Though it seems counter-intuitive to put more heat into the body when the root issue is too much heat, there exists a historical precedent for China’s obsession with drinking hot water for its health benefits.
The Chinese have been drinking hot water since at least the 4th century B.C. At that time, hot beverages were seen to expel humidity from the body, while cold beverages could, naturally, cool the body down. But not everyone had access to the luxury of fuel for a stove. Thus, hot water was reserved for those who needed it the most, namely pregnant women, the elderly, and the sick.
And so, gradually, there grew to be a connection between health and hot water.
It wasn’t until 1862, however, that this connection was cemented as the golden rule of traditional medicine. That year, a cholera epidemic broke out in Shanghai, killing up to 3,000 people a day, many of whom were refugees from the ongoing Taiping Rebellion. From Shanghai, the disease spread northward, reaching the capital of Beijing.

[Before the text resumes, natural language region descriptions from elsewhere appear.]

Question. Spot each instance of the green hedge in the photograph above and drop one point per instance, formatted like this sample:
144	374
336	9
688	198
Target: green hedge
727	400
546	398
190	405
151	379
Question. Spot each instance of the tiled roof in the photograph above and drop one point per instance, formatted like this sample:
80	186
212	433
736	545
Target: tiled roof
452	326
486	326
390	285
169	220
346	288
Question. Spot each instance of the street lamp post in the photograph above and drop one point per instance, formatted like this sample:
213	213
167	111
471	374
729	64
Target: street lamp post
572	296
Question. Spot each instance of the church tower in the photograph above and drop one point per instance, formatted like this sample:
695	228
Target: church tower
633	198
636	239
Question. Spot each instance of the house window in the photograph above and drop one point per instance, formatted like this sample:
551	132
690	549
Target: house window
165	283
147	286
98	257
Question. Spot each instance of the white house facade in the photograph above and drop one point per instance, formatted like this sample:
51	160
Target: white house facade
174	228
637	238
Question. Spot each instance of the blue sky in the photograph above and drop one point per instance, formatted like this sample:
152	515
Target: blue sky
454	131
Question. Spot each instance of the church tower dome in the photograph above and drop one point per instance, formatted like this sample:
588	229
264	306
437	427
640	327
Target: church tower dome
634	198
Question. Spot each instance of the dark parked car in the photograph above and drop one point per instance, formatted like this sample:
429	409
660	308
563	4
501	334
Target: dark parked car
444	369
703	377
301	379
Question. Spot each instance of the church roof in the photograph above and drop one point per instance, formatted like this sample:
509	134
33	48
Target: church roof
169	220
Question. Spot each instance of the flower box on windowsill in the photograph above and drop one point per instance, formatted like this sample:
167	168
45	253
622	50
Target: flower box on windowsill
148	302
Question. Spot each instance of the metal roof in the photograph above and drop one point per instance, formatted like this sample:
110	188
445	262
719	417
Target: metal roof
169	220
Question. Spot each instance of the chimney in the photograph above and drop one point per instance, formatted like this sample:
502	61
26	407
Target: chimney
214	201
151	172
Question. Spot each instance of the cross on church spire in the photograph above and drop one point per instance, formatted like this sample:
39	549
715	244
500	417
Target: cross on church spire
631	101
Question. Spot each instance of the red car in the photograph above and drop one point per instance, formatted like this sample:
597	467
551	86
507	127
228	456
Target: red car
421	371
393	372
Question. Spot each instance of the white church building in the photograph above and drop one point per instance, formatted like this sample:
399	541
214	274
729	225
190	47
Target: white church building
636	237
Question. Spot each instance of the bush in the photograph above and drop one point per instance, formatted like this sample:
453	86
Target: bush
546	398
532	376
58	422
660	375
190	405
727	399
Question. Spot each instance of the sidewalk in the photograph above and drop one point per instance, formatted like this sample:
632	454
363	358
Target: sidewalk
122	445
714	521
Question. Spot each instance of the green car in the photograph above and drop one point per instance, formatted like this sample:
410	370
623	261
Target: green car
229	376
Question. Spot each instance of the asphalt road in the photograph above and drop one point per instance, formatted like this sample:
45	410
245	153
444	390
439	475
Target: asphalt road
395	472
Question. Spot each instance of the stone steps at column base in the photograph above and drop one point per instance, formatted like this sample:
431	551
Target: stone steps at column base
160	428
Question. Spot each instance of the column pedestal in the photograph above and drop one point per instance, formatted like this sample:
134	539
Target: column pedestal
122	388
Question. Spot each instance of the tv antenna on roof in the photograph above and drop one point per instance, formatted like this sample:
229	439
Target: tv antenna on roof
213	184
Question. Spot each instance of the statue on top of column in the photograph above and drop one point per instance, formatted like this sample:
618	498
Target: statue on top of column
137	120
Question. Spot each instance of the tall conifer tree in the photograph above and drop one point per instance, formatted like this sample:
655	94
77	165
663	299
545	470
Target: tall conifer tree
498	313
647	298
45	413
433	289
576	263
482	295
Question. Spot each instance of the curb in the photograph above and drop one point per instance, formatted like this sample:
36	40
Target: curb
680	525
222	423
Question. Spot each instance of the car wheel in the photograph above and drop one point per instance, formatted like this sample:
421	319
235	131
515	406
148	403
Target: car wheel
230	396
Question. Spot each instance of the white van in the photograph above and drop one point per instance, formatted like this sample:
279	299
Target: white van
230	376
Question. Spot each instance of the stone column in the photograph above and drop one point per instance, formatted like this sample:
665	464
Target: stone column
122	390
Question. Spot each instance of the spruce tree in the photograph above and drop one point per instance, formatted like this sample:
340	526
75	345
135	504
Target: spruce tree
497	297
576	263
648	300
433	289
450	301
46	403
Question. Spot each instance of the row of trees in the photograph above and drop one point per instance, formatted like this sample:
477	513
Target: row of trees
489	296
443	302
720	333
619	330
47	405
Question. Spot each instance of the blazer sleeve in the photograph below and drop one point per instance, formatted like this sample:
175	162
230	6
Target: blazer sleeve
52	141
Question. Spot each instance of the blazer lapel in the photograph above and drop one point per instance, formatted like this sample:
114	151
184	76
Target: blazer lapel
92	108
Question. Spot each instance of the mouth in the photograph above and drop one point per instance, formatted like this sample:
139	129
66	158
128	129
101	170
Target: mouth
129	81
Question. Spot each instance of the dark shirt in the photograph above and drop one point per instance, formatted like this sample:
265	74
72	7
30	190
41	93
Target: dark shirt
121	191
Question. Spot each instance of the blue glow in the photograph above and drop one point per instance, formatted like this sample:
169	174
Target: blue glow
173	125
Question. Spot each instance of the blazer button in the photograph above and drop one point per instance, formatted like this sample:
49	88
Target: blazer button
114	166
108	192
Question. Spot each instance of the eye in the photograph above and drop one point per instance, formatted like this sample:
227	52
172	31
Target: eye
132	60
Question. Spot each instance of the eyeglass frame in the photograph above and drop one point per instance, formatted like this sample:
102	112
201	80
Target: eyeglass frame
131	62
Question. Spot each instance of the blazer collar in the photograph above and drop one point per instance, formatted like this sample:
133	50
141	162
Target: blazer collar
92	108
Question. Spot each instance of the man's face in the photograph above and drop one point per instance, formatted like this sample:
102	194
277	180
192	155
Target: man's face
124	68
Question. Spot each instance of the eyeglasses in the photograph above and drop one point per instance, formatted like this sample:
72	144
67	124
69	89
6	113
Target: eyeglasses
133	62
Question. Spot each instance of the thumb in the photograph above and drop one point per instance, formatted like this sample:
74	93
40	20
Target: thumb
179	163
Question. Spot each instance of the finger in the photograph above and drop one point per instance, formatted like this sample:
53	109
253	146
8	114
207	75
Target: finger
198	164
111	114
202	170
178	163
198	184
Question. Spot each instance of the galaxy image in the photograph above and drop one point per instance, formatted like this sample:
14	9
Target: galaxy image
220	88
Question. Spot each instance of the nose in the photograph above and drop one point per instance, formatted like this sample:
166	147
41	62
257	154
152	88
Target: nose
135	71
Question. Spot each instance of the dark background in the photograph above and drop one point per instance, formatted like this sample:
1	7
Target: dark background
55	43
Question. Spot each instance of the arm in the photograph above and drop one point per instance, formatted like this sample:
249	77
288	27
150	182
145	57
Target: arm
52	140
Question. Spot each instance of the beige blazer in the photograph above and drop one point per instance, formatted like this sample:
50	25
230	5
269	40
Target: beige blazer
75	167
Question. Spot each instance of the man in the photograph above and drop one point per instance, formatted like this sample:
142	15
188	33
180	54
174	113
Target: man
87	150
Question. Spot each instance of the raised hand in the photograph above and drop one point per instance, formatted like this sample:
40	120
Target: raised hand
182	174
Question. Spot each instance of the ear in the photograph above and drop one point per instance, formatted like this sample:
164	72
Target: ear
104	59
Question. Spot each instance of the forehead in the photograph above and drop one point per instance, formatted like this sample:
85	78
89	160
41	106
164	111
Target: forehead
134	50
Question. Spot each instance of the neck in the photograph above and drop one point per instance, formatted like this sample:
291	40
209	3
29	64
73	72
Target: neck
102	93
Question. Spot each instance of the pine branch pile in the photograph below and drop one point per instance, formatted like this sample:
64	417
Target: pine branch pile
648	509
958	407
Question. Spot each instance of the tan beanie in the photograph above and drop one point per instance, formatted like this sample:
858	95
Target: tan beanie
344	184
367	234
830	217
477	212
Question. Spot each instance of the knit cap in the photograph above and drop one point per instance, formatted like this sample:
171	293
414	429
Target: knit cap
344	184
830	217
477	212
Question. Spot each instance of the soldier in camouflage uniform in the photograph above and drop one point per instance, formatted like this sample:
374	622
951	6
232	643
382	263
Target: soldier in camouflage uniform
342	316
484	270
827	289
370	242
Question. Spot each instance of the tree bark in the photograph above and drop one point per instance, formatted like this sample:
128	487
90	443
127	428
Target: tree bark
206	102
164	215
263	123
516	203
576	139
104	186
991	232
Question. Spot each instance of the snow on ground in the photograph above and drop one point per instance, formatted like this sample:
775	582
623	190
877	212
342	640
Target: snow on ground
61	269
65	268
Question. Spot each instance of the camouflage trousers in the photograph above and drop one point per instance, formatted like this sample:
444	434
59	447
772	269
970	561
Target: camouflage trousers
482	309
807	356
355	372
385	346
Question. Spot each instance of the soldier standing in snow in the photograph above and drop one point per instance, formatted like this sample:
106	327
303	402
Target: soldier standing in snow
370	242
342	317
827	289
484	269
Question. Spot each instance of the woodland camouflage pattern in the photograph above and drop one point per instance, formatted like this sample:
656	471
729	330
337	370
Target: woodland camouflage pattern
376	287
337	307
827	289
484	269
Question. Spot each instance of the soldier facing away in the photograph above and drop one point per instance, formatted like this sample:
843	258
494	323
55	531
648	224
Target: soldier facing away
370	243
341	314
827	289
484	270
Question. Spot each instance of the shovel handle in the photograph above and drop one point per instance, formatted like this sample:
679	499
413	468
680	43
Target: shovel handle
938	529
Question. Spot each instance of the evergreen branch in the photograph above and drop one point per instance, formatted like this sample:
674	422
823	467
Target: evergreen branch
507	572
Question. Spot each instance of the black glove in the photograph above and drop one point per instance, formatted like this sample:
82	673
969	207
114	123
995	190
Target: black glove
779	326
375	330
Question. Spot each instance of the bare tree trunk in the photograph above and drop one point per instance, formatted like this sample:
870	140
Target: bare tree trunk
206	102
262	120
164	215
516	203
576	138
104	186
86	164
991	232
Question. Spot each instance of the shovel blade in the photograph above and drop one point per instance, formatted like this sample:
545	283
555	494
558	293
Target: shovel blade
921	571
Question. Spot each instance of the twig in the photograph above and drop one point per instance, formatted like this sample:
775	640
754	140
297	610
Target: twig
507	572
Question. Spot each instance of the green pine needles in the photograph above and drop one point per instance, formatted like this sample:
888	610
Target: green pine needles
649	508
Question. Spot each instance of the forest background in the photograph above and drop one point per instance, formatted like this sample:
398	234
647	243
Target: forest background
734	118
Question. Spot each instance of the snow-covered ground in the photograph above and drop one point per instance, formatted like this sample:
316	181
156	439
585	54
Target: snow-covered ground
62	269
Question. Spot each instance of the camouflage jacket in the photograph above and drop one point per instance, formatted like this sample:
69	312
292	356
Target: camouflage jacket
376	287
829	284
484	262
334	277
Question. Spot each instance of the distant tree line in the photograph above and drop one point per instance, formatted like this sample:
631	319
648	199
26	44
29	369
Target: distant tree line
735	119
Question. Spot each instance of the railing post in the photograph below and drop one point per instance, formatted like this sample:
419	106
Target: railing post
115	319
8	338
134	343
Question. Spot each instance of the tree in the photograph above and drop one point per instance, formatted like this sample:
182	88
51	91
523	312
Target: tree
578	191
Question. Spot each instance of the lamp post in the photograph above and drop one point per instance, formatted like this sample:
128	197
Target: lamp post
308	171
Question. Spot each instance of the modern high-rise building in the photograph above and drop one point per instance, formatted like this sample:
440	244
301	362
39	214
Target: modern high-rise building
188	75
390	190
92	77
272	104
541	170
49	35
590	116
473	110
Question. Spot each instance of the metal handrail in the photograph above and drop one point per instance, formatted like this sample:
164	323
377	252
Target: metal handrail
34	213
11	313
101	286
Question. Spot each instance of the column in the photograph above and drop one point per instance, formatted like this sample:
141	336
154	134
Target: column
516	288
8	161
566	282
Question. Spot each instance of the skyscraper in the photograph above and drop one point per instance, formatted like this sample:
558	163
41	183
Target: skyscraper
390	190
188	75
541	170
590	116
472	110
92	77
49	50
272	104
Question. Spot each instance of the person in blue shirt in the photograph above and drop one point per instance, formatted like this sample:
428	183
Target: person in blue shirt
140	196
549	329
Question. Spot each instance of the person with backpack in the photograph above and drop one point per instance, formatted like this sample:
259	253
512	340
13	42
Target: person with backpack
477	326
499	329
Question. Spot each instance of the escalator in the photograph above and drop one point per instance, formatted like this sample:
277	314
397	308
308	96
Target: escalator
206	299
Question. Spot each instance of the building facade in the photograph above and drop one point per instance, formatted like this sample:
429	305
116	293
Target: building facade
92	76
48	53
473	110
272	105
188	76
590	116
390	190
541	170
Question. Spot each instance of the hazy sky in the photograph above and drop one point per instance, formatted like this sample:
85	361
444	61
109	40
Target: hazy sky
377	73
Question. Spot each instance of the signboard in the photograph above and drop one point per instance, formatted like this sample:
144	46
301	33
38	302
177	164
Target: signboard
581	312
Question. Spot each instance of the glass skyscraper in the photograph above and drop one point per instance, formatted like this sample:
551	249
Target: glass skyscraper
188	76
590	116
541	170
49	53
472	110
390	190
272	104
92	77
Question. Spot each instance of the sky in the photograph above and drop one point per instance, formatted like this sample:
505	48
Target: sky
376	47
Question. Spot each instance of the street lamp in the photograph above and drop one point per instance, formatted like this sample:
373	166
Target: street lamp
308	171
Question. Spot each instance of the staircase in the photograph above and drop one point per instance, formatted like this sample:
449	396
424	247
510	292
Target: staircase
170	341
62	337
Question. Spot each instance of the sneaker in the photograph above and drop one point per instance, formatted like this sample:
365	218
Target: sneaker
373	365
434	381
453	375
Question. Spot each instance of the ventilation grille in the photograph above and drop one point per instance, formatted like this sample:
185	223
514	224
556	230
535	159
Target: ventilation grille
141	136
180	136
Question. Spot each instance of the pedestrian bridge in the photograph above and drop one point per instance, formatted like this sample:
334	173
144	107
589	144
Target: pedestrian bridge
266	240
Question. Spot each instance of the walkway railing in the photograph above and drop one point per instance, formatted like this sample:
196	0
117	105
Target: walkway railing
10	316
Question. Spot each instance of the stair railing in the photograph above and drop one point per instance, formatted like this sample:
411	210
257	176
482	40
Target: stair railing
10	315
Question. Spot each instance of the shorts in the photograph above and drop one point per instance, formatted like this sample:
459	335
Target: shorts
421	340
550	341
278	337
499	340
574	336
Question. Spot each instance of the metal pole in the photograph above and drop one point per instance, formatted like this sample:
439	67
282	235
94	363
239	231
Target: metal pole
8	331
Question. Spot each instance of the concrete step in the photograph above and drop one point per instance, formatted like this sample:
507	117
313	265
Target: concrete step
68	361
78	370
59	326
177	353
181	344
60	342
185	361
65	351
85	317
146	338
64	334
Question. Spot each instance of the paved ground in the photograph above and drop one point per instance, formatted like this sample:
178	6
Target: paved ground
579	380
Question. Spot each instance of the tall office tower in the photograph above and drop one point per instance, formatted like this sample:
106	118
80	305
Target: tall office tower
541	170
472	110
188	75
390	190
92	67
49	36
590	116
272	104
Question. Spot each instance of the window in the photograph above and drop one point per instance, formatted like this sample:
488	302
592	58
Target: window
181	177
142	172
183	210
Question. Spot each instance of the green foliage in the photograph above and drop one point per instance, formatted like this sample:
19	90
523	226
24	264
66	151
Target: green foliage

The south, on the other hand, remained untouched by the disease. It was well known at the time that southerners drank more hot water than northerners. And while hindsight has made it clear that the real cause of cholera’s northward travel was mail boats, the myth that hot water had spared the south spread as fast as the disease itself.
By the time of the Communist takeover in 1949, drinking hot water had already become a widespread preference among people of every geographic position and party affiliation. The Nationalists even promoted it in their 1934 guidebook Essentials of the New Life Movement.
In 1952, the new Communist government launched their nationwide Patriotic Health Campaign, with posters hung in schools declaring that “Children should cultivate the habit of drinking boiled water three times a day!”
And still today, it’s hard to find a Chinese person without a thermos in hand and even harder to get cold water in restaurants. Doctors give advice to drink hot water no matter the severity of the patient’s illness, and even as the popularity of traditional medicine declines, drinking hot water remains China’s strongest vestige of the past.